The U.S. presidential race is widely seen as a referendum on Barack
Obama's handling of a still-struggling economy. Republican presidential
candidate Mitt Romney's campaign is recycling a rhetorical tactic from a
past era designed to amplify popular discontent over tough economic
Republican vice presidential candidate Paul Ryan says Barack Obama
cannot hide his administration's economic record.
"We are not going to hear evidence and facts about how people are better
off [under President Obama]," said Ryan. "You see the president cannot
run on his record."
The argument echoes a question Ronald Reagan asked during his 1980
presidential campaign that defeated then-President Jimmy Carter when he
asked, "Are you better off today than you were four years ago?"
Republicans hope voters will deliver the same verdict this year.

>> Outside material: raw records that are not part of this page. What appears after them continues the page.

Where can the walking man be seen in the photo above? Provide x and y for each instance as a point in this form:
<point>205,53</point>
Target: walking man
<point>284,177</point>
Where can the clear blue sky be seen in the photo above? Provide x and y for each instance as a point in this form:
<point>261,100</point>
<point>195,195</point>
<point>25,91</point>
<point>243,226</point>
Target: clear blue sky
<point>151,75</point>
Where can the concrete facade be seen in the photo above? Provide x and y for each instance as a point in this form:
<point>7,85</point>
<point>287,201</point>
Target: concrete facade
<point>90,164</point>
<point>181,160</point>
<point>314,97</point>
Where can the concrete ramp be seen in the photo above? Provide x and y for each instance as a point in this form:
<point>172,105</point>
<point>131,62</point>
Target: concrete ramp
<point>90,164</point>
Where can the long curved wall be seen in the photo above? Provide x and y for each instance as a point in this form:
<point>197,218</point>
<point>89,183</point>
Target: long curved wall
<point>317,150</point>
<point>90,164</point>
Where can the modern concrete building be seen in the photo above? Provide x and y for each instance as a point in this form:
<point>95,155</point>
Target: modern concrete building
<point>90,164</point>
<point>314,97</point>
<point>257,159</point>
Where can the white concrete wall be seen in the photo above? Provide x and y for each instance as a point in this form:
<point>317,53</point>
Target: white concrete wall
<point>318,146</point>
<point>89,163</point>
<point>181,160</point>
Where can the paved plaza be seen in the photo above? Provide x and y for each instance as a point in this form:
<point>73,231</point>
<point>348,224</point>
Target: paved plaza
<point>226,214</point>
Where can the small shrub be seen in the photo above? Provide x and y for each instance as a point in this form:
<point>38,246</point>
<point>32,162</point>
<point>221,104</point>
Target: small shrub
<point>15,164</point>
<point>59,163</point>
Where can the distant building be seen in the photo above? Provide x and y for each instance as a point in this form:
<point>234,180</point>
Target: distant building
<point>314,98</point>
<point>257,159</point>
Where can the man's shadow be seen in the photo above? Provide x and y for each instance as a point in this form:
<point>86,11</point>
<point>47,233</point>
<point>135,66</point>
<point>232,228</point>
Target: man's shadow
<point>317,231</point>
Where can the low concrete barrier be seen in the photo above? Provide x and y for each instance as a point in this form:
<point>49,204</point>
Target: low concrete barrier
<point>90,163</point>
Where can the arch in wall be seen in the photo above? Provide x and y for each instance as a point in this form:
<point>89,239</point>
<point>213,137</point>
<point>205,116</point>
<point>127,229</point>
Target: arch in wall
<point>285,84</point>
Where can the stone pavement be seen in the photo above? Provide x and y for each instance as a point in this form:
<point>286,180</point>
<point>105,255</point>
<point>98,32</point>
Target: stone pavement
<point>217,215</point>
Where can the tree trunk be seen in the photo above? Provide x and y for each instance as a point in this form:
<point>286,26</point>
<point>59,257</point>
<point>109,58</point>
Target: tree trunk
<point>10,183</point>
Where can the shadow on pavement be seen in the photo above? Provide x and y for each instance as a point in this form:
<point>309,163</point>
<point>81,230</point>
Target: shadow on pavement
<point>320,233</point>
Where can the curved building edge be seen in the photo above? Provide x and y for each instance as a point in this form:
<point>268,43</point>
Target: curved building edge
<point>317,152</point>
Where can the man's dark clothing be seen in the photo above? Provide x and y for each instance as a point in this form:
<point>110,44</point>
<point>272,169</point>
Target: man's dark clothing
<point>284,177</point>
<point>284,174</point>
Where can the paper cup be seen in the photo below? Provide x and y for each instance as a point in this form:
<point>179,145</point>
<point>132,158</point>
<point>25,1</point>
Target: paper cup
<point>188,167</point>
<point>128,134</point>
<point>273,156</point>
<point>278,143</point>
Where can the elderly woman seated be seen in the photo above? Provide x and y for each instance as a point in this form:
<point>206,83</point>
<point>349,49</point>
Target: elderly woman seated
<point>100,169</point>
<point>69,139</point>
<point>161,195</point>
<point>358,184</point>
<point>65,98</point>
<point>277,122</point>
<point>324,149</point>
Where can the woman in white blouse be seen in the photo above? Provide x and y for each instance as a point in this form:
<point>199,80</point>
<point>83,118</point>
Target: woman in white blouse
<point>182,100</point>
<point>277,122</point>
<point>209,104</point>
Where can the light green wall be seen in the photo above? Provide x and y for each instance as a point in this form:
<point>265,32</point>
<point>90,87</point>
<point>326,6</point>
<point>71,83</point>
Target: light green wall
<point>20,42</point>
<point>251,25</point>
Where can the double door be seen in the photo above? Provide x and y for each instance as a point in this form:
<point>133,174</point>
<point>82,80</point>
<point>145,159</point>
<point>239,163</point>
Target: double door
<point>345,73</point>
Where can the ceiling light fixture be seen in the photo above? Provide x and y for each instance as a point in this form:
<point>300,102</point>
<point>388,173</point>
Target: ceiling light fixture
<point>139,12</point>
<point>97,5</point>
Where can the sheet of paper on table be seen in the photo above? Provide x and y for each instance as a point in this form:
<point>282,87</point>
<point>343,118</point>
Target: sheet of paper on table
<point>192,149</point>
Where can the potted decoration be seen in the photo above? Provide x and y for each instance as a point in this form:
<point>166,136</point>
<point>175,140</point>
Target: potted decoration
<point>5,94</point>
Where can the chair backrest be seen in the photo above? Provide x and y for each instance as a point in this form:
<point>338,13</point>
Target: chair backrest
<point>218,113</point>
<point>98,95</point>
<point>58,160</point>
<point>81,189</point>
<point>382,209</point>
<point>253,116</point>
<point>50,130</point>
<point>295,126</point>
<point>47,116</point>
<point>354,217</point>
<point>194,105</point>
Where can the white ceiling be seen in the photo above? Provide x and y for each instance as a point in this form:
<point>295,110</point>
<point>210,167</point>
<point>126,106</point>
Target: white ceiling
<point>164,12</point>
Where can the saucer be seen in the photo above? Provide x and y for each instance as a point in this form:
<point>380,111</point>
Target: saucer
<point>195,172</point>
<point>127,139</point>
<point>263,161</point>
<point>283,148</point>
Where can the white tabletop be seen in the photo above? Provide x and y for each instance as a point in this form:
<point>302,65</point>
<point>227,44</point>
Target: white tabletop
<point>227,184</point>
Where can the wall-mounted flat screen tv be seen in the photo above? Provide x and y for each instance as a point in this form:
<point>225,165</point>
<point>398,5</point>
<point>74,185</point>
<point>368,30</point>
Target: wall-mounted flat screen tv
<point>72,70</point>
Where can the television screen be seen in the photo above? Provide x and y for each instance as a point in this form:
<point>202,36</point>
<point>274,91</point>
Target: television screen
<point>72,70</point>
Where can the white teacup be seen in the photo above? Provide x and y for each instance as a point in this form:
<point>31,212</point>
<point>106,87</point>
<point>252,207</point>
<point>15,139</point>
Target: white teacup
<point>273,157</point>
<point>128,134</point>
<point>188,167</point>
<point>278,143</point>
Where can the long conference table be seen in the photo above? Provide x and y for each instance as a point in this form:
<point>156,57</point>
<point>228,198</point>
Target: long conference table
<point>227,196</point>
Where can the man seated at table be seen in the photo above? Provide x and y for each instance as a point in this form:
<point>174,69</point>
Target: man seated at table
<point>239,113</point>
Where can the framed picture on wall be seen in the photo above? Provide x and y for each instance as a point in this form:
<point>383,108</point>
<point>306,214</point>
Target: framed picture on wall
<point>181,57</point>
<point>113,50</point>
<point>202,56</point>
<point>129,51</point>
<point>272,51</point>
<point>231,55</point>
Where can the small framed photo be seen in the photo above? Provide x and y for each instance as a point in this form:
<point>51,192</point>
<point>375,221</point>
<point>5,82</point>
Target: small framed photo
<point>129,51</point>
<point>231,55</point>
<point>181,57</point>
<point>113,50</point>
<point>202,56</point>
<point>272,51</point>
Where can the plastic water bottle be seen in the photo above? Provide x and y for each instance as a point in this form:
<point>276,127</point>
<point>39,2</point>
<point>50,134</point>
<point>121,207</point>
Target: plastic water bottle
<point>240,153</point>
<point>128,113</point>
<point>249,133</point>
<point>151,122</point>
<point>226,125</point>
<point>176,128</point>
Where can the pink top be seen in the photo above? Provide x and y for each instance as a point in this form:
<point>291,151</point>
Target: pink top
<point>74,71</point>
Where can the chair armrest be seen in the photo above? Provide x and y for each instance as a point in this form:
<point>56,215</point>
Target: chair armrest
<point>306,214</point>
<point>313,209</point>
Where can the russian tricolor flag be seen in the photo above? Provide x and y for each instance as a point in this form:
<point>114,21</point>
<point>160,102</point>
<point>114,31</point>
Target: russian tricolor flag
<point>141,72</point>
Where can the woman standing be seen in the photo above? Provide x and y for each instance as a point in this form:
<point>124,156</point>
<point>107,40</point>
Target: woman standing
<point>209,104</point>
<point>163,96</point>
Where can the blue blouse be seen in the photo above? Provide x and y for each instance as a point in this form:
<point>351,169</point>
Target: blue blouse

Democrats argue today's high unemployment rate and sluggish economic
growth are the lingering effects of a deep recession that began months
before Obama took office, during a Republican administration.
Obama started with a much weaker economy than I did," said Former
President Bill Clinton during his Democratic Convention speech last
night. "No president - not me or any of my predecessors - could have
repaired all the damage in just four years."
But most Americans have yet to see their finances improve.
"We are in a very slow recovery," noted Gary Hufbauer of the Peterson
Institute. "Wages have not gone up, and unemployment is still pretty
high. Against these earlier expectations, things do not look so good."
Will voters punish President Obama for a tepid economy, or will they
give him credit for helping the nation weather a devastating financial
crisis? Both Republicans and Democrats are gambling that the answer to
those questions will lead them to victory.